Misa costistrigata

Scientific classification
- Domain: Eukaryota
- Kingdom: Animalia
- Phylum: Arthropoda
- Class: Insecta
- Order: Lepidoptera
- Superfamily: Noctuoidea
- Family: Noctuidae
- Genus: Misa
- Species: M. costistrigata
- Binomial name: Misa costistrigata (Bethune-Baker, 1927)
- Synonyms: Tuerta costistrigata Bethune-Baker, 1927; Schausia costistrigata Bethune-Baker, 1927;

= Misa costistrigata =

- Authority: (Bethune-Baker, 1927)
- Synonyms: Tuerta costistrigata Bethune-Baker, 1927, Schausia costistrigata Bethune-Baker, 1927

Species of moth

Misa costistrigata is a moth in the family Noctuidae. It was described by George Thomas Bethune-Baker in 1927. It is found in Cameroon.

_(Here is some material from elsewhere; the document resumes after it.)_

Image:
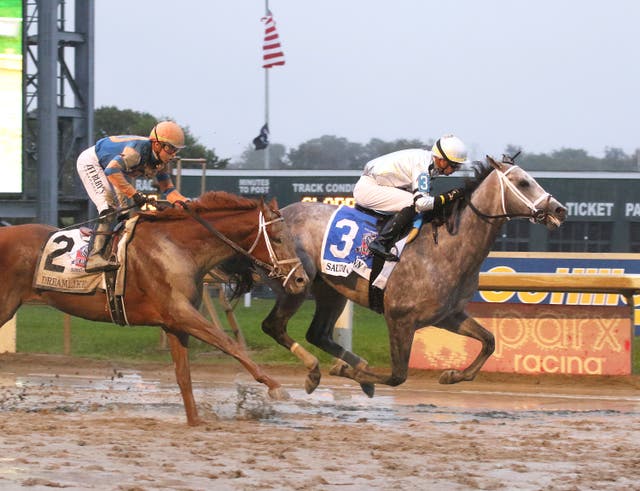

The wingspan is about 48 mm. Both wings are black with broad white median areas. The forewings have three indistinct stripes of scattered blue scales in the basal area, followed by a broad oblique white stripe from the costa to the inner margin. The costa has a subcostal stripe of differently placed scales from the inner edge of the white stripe almost into the subapical area. This stripe is white in the white area, but grey in the black area. The neuration beyond the white area is finely marked out with bluish scales. The basal black area of the hindwings is restricted and followed by a very broad white area. The outer margin is very broadly deep black.